Singapore also saw the take-up of higher-tier broadband plans and value-added services, as well as S$15 million in revenue from the 2018 FIFA World Cup, it said.
Post-paid ARPU, or average revenue per user, fell 5 percent on-year to S$46, while prepaid ARPU was stable at S$19 as higher data usage offset the voice decline, Singtel said.
Airtel and Telkomsel
Regional associates reported a 42 percent on-year decline in profit before tax excluding exceptional items to S$391 million amid a lower contribution from Airtel and Telkomsel, Singtel said.

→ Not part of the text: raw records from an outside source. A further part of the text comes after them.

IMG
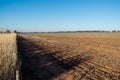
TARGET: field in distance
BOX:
[19,32,120,80]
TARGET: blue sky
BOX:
[0,0,120,32]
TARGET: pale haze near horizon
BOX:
[0,0,120,32]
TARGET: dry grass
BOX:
[20,33,120,80]
[0,33,17,80]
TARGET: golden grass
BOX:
[0,33,17,80]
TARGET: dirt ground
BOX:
[18,35,120,80]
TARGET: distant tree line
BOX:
[0,29,17,33]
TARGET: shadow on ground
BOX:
[18,37,91,80]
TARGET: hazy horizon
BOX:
[0,0,120,32]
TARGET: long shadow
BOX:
[18,37,91,80]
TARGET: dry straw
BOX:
[0,33,17,80]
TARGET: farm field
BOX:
[0,33,17,80]
[18,32,120,80]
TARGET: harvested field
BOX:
[0,33,17,80]
[18,33,120,80]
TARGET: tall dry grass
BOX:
[0,33,17,80]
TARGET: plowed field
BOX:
[18,33,120,80]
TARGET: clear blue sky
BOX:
[0,0,120,32]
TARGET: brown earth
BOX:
[18,35,120,80]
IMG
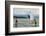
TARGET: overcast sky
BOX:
[13,8,39,15]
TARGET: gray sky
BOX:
[13,8,39,15]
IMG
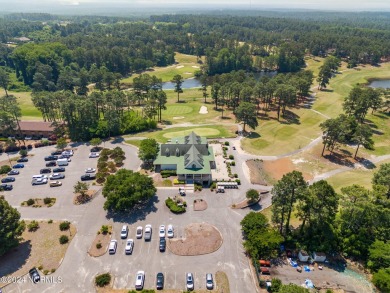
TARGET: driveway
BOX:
[3,141,256,293]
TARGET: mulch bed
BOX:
[168,223,223,256]
[194,199,207,211]
[88,226,112,257]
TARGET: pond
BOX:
[368,79,390,89]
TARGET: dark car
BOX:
[160,238,167,252]
[53,167,66,173]
[12,164,24,169]
[0,184,14,190]
[1,177,15,183]
[45,156,58,161]
[46,161,57,167]
[80,174,96,181]
[39,168,51,174]
[28,268,41,284]
[8,170,19,175]
[156,273,164,290]
[16,157,28,163]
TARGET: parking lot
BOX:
[3,140,255,293]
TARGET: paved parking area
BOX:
[3,143,256,293]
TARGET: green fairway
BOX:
[2,90,42,120]
[124,125,235,146]
[122,53,200,83]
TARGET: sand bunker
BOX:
[199,106,209,114]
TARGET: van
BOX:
[57,159,69,166]
[32,174,47,180]
[108,240,118,254]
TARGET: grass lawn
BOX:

But at Airtel, it posted a loss before tax of S$63 million as Indian mobile revenue declined on-year, offset by continued strong revenue growth in Africa, Singtel said.
Telkomsel reported a 38 percent decline in profit before tax to S$237 million in the quarter amid price competition and mandatory registration of pre-paid SIM cards, it said.
“While competition remains keen in Indonesia and particularly India, both Telkomsel and Airtel have nonetheless gained market share. We have started to see revenue stabilise on a sequential quarter basis for India,” Chua said.
AIS profit before tax for the quarter rose 14 percent on-year to S$94 million on robust earnings growth on revenue improvement and cost management, it said.
There was no interim dividend declared, unchanged from the year-earlier period.